Saturday, 1 January 2011

Life in the Netherlands as an Expat - Who am I?

I have always been keen to live and work abroad; the opportunity to broaden your horizons, the chance to learn another language, a different cultural experience. When I was in my 20s, the folk who made me think "I want to be like you when I grow up" had nearly all lived abroad at some point in their adult lives. So I figured this was something I should aspire to. I also remember reading an article about Kristin Scott Thomas, the quintessentially English actress, who had chosen to live in France. She said one of the reasons she loved living outside of the UK was the complete lack of relevance that class has once you are a "foreigner".

This idea of life as a classless foreigner intrigued me. As an escapee from a country obsessed with class (still! in the 21st century!) I thought that you could go somewhere else in the world and reinvent who you were.  Whilst that might be a very attractive and romantic notion its actually not an option for those without the necessary skills to make a good fraudster!

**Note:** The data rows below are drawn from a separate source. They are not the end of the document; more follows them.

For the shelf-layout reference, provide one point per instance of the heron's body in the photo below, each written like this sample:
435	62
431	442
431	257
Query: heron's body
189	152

There are also some down sides to loosing your identity. In a new environment you are required to define yourself in different terms - an English speaker, a British person, an immigrant... As with many women immigrants I have found it very tricky to find a job that I can fit around the family and that allows for my poor Dutch language skills! So a key part of my former identity - my career - is no longer a part of how I define myself. However I realise I'm incredibly lucky as an English speaker that I still have the opportunity to take part in my community as so many people can communicate in English. It must be so much harder for women who have neither Dutch or English language skills or who live where English is less commonly spoken, it can be very isolating.

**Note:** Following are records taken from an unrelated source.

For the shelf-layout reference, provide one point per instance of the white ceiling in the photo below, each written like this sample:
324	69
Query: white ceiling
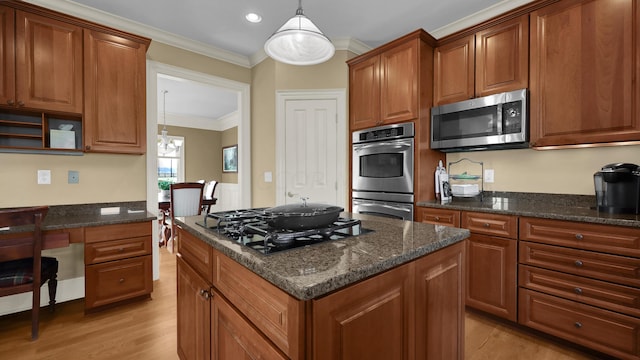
218	28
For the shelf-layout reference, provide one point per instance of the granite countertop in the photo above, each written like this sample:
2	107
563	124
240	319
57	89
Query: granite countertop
549	206
310	272
83	215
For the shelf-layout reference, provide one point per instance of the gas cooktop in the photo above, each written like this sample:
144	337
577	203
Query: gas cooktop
249	227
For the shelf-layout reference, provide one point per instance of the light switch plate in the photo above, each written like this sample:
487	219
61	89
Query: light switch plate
44	177
73	177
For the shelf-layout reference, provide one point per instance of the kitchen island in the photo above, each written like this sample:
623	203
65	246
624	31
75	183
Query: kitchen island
396	292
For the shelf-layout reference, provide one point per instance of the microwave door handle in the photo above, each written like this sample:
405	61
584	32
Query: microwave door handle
499	121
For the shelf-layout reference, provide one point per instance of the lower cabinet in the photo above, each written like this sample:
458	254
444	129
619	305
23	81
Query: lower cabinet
118	263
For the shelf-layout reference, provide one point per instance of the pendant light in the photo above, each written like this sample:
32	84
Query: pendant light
165	146
299	42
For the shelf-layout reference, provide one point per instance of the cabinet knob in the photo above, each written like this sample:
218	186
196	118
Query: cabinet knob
578	291
577	324
205	294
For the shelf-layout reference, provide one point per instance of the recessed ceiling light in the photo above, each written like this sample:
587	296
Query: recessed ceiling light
253	17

As with all opportunities in life it requires some effort to make the most of it. Nine months after arriving in the Netherlands I discovered the International Women's Club of Breda and that has really helped, pointing me in the right direction to find those key bits of information that often elude buitenlanders!  Plus the freedom I craved really has transpired without the work and class identities that clung to me back in Blighty. Living away from the British work obsessed culture and the competition of my peers I no longer feel the need to prove I can be ambitious, balance a full time career with being a mum and have an active evening social life. I am a much more relaxed and happy person without that pressure. I hope my kids are also benefiting from a less stressed and more hands on mummy (although you do sometimes suspect they would be happier at daycare all the time because the toys are more interesting than the ones at home)

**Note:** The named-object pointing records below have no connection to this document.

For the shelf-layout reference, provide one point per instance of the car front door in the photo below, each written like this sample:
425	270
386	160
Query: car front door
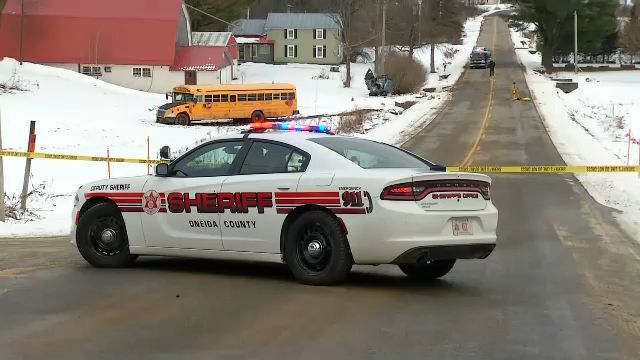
264	190
182	210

Of course once you become someone's mum you do tend to lose your own identity anyway (including class, education, career and social life!) and assume a whole new one. To a range of people across several countries I am simply my kids' mummy.  Fortunately my children are lovely small people to be associated with and life as a mummy is rather fun. The social life is fabulous - loads of supportive people who are in the same boat as you and who can enjoy your triumphs (getting out of the house before 9 o'clock in the morning) and commiserate on your pains (that piece of lego you stepped on at 5 o'clock in the morning in the dark whilst stumbling for the crying baby!)

The social side of being a "foreigner" is also enjoyable. It sometimes feels like we are quite exotic when colleagues and neighbours ask about our life before we came here and our perspective on the culture here. People have actually stopped me in the supermarket to ask if we're English (they can spot us from a mile off by the way we look quizzically at the labels on the packets and have a trolley full of breakfast cereal!!) Plus the discovery of the International Women's Club has created an entire social scene from the very fact I am a foreigner. When day to day you are identified as "the English lady" it can be a relief to be amongst other English speakers where your foreigner status is not a novelty and where you can have an in-depth discussion without resorting to shrugs and hand gestures to get across your meaning!

So as a mummy, living abroad, I can safely say my class, previous career and academic achievement are all frankly irrelevant. However my ability to improvise (creative use of a new language, using paper napkins to distract a grumpy toddler etc) is tested on a day to day basis! And that has given me a chance to reinvent myself in a whole different way.  So whilst I didn't need to leave the UK to enjoy a reinvention, living abroad has added a whole extra layer to the experience.

Since experiences are what help us to learn, feel more fulfilled and widen our perspective on the world then experiencing another language and culture are definitely giving me all the benefits I hoped for plus a whole load more. Not to mention, we're having a lot of fun!